The purpose of the tour — that has taken the 13 delegates to Swan Hills, Alta., Seattle and Tacoma, Wash., Fox River, Wis. and Bedford, Mass. — is to look at how those communities handled their own environmental cleanups.
The group, which arrives back in Sydney today, was joined by members of the Cape Breton District Health Authority, Cape Breton University and Cape Breton Regional Municipality councillors Vince Hall and Charlie Long.
The chairperson of the citizen liaison committee — a group of community and business leaders whose mandate is to meet monthly with project managers of the tar ponds cleanup — said that it's nice knowing Sydney isn't alone in its attempt to rid itself of harmful contaminants plaguing a community.
Alastair MacLeod said Thursday the group has been impressed with the partnerships formed in the various cleanups that ranged from modest to sophisticated.
"There is huge cooperation between the various partners in the process.

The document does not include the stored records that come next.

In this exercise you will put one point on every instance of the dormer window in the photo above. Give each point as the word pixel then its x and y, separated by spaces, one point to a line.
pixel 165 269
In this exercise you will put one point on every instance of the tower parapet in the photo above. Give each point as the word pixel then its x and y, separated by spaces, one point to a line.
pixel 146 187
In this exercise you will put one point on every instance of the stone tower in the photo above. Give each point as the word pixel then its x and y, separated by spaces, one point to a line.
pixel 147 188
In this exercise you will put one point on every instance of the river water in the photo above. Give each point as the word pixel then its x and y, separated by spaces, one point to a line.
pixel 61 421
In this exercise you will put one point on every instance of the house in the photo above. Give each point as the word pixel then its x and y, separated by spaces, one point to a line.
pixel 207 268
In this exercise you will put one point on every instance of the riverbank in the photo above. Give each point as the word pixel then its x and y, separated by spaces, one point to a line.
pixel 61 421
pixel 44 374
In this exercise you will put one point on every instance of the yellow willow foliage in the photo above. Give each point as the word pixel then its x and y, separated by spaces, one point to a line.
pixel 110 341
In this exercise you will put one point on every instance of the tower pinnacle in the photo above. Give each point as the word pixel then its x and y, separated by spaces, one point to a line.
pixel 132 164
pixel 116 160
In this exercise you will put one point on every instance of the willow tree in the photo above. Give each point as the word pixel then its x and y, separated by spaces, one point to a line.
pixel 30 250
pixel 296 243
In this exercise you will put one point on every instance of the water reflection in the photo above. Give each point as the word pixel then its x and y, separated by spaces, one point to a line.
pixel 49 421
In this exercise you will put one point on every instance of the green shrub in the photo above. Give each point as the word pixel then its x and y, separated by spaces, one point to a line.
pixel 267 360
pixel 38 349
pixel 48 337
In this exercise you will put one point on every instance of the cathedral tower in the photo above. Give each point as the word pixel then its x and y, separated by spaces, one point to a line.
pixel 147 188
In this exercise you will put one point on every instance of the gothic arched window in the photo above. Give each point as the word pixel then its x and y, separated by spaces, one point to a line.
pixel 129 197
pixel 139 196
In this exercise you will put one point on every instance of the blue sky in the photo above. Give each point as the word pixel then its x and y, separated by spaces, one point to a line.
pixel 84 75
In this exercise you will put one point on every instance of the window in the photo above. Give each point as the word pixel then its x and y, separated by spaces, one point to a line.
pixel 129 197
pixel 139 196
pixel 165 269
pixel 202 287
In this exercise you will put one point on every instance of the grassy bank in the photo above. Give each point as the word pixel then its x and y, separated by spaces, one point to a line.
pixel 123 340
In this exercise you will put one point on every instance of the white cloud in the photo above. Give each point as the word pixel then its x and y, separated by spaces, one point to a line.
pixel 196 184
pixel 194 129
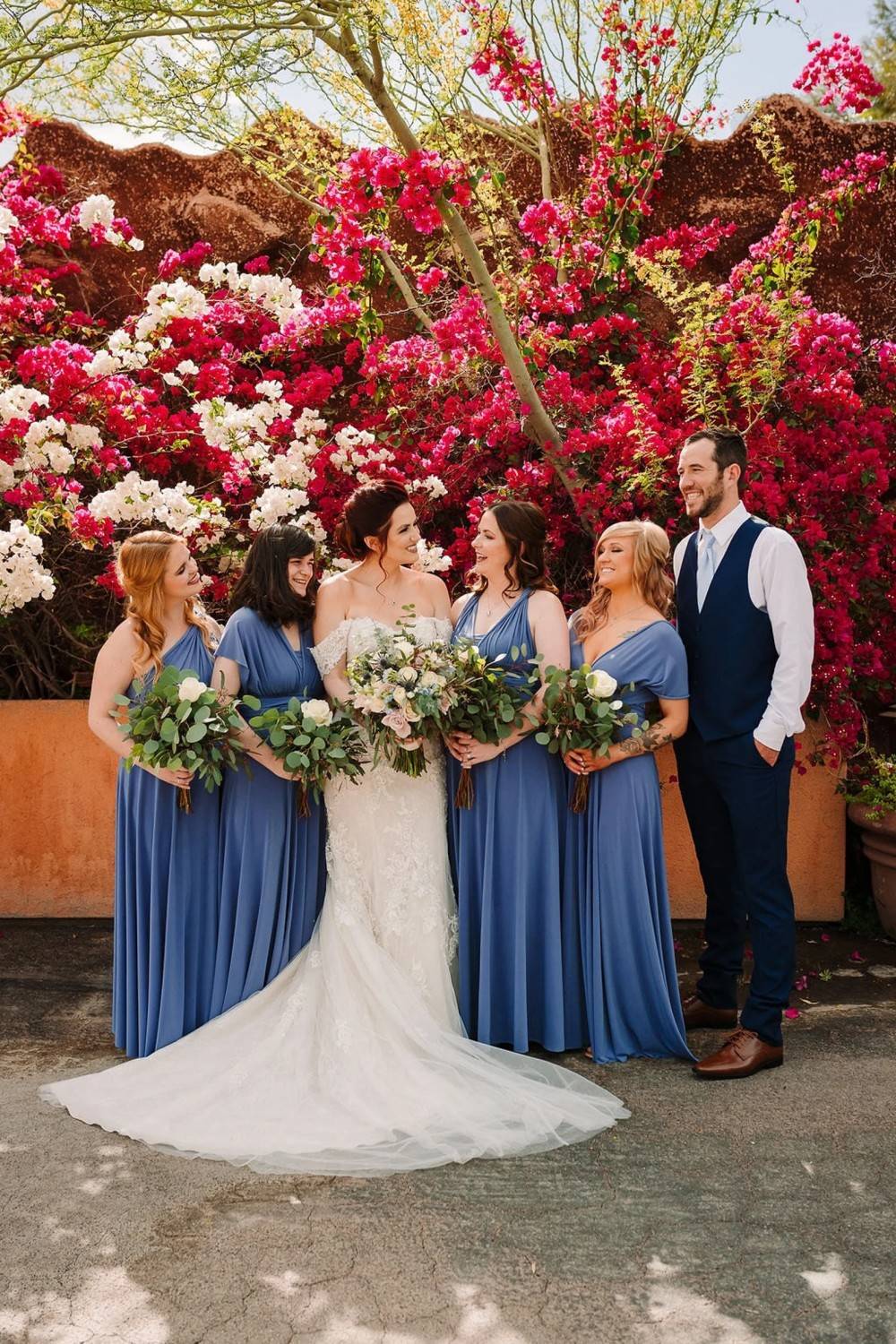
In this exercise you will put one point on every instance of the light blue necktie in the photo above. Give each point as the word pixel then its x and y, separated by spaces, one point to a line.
pixel 705 564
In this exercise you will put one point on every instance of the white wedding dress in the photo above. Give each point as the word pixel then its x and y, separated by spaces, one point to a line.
pixel 354 1059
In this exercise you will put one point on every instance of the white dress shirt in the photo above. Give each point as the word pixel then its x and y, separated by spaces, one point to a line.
pixel 780 586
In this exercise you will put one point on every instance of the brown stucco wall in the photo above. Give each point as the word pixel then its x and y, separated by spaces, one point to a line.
pixel 56 803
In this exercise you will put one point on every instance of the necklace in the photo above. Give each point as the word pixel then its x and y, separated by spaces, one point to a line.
pixel 500 605
pixel 624 616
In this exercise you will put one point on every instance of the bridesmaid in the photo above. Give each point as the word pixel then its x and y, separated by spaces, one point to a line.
pixel 616 862
pixel 520 975
pixel 166 859
pixel 271 860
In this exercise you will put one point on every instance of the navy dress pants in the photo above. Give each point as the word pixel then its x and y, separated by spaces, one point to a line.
pixel 737 806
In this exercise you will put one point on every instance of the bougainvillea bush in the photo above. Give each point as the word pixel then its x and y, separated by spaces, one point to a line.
pixel 230 400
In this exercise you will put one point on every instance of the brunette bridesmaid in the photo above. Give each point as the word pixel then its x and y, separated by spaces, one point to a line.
pixel 166 857
pixel 616 860
pixel 271 859
pixel 520 972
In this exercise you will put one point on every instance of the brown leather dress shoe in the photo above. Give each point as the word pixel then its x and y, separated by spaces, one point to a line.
pixel 697 1013
pixel 743 1054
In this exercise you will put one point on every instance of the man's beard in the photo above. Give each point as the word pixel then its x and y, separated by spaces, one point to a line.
pixel 710 503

We're talking about federal, state and municipal officials," he said during a telephone interview from Boston.
"They have worked together and we've seen them in the same room in a very open and respectful manner, as opposed to being competitive or secretive."
He wouldn't say whether the three levels of government here could take a few lessons in teamwork from their American counterparts.
"I don't want to get critical at our own arrangement."
The group toured areas along Fox River, Wis., where seven million tonnes of polychlorinated biphenyls, or PCBs, lay in the riverbed as a result of dumping by papermaking and recycling plants as recent as the early 1990s. This compares with 30,000 tonnes of PCB sediments in the Sydney tar ponds.
Parker Donham, spokesperson for the Sydney Tar Ponds
Agency, said they concentrated on the various incineration, capping and dredging technologies during the $35,000 fact-finding trip, which was cost-shared between the federal and provincial governments.
Sydney's cleanup could also advise several of the other projects in cases such as publishing air monitoring results, Donham said.
"Most of the cleanups we went to publish air monitoring results to some extent but not all of them publish everything they have as soon as they get it, which is our policy," he said.
Still, MacLeod holds in high regard the "high level of openness" the cleanup operations have with the public.
He said he'd like to see a greater level of public involvement in the Sydney cleanup, but that's yet to be seen.
"Our public is a little jaded: We've gone to the model we have in the CLC and maybe we can approach a more public relationship in the future," said MacLeod.
The citizen liaison committee meets monthly, however its discussions are closed to the public.